Joseph Wresinski Centre and Memory of the World Register Nomination
Above: Joseph Wresinski Centre archives, Baillet-en-France, 2021 © Carmen Martos/ATD Fourth World
For June 9th, International Archives Day, ATD Fourth World International, in conjunction with the Joseph Wresinski Archives and Research Centre, is highlighting ATD’s work related to archiving and documenting the history of those in deep poverty.
Will the world recognize the heritage of poverty?
Last March, Véronique Roger-Lacan, Ambassador of France to UNESCO, and Marie Odile Payen, ATD UNESCO representative, invited senior UNESCO officials and ambassadors to visit the Joseph Wresinski Centre (JWC). Located just outside Paris, the Centre houses ATD Fourth World’s archives.
This invitation follows ATD’s recent request to UNESCO to include the JWC in its Memory of the World Register. Ms Roger-Lacan and Mr Yves Saint Geours, president of the UNESCO French commission, both support this request. So they arranged for UNESCO ambassadors from Palestine, Bangladesh and Albania, both involved in Register’s work, to visit the JWC. During the ambassadors’ visit, ATD presented its current work as well as its historical connection to the UN organisation.
During the visit of Véronique Roger-Lacan and Marie Odile Payen there was a presentation of the JWC. ATD’s Martine Lecorre and Bruno Tardieu discussed the importance of the JWC archive to people in poverty around the world. They expressed their hope that the life stories, struggles, and thoughts of these families would, in fact, be included in the Register.
JWC Archives: “Part of our common heritage”
“Poverty everywhere in the world is forgotten, even denied”, said Tardieu, JWC’s Director. “The history of those who live in poverty is disappearing. [ATD founder] Joseph Wresinsk, who grew up in poverty, knew from experience that others don’t believe what people in poverty say.
“So he asked ATD teams to record, photograph, and keep track of the suffering, courage, resistance, and intelligence of people in poverty and of those who work alongside them. Without this part of our common heritage, humanity cannot fight poverty effectively. […]
- “The archives at the JWC wouldn’t exist without the profound trust of populations in poverty. They entrust to the archives their images and stories of resistance, their suffering and hopes, and their intelligence. The world lacks this.

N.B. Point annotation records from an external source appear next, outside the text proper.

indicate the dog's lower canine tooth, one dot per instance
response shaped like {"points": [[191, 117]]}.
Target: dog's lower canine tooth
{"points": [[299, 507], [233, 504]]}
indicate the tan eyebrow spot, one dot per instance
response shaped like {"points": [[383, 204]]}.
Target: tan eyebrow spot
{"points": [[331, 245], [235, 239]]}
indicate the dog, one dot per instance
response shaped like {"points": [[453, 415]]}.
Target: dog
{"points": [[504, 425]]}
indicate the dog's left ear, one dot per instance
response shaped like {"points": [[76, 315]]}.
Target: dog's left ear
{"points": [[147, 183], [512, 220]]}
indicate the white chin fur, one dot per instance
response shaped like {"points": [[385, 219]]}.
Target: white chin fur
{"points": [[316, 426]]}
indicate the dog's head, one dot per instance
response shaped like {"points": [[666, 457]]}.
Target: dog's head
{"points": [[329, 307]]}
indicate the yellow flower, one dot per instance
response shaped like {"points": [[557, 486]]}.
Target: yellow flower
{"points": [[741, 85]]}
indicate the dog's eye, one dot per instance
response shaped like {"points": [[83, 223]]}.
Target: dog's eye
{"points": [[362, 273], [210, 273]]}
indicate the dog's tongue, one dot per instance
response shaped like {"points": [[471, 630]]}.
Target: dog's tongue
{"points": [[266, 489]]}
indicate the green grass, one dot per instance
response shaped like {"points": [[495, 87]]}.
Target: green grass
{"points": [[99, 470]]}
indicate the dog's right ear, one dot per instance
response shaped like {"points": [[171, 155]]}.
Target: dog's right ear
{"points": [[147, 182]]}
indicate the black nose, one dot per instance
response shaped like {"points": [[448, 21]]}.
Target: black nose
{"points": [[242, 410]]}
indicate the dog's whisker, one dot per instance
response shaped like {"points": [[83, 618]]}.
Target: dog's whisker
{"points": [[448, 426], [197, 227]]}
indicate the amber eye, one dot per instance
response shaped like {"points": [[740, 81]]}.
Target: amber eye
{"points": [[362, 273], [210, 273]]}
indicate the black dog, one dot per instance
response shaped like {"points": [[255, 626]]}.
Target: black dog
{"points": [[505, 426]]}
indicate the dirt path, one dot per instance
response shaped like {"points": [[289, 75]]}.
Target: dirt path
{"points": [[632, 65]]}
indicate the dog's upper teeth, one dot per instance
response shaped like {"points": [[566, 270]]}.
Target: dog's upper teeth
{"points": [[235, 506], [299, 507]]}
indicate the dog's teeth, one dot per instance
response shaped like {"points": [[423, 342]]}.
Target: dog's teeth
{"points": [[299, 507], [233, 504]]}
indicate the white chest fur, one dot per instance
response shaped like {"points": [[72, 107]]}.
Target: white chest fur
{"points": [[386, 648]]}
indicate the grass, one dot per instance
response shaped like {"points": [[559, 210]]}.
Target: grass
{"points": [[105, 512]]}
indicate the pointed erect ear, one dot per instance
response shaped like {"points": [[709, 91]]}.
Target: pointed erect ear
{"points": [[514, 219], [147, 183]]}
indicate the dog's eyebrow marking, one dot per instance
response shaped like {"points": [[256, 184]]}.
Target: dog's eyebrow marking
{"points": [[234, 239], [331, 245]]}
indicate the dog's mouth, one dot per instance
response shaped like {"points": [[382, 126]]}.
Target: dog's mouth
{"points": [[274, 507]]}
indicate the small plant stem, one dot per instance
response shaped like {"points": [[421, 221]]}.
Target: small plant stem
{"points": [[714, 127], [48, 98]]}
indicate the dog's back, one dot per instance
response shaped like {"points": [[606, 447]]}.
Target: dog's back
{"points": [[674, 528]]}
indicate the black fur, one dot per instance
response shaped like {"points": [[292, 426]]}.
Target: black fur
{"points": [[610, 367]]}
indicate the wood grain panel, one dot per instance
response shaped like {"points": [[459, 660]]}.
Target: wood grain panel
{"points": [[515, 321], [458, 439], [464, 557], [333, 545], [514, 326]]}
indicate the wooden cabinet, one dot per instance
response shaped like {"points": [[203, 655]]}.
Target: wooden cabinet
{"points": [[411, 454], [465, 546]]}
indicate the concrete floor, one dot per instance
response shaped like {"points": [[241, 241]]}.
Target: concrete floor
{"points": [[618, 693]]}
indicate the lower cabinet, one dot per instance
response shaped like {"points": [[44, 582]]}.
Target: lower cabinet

“Survivors of the violence of poverty trusted Joseph Wresinski, a survivor himself. And this trust continues with ATD Fourth World today. Also, people in poverty are not simply giving us archives from a study. Rather, these are records of a life shared with ATD teams. They are records of close personal relationships that these people whom others cast aside have sought, hoped for, and chosen.”
A valuable history for humanity
Martine Lecorre, ATD Deputy Director, addressed the question, “What does the Joseph Wresinski Centre represent for the people experiencing poverty whom we [ATD] work with?”
By way of answer, Lecorre described what one ATD member had said to her. “Huguette, who comes from the world of poverty and lives in western France, told us something at the inauguration of the JWC. She said,
- ‘I don’t know anything about my history. I don’t know where I’m from. And I don’t know of any witnesses to my past. I have no clue, no trace of family history. When you cannot find yourself in a story, it is difficult to find your way because you need to know your origins, your roots.
‘You need to know where you come from and who you are, in order to know, to choose, where you want to go. This is why I chose to get involved with ATD; because ATD is a movement that recognizes me as a person with a history. I discovered myself as an actor in history, “History” with a capital H. Today I feel that I exist and I am proud to be able to say it’.
Swept away everywhere
“I can still hear Maria Angeles from Madrid”, Lecorre continued, “after her visit to the JWC two years ago. She told us,
‘We are swept away everywhere. People refuse to see us. They count us for nothing. But our story lives here.
‘No one will ever be able to say this is not true. No one will ever be able to deny our history or our existence again’.
“In the JWC’s written and photo archives, families in poverty from around the world are rediscovering their roots, the faces of their own people. These families that we refuse to see and hear are thus breaking the silence they have been forced into. They are writing and bringing to life this fabulous story of people in poverty from around the world. And they invite others to think and work with them.
“If the JWC is listed in the Memory of the World Register, it will be supported, protected, and recognized as fragile yet precious to humanity.”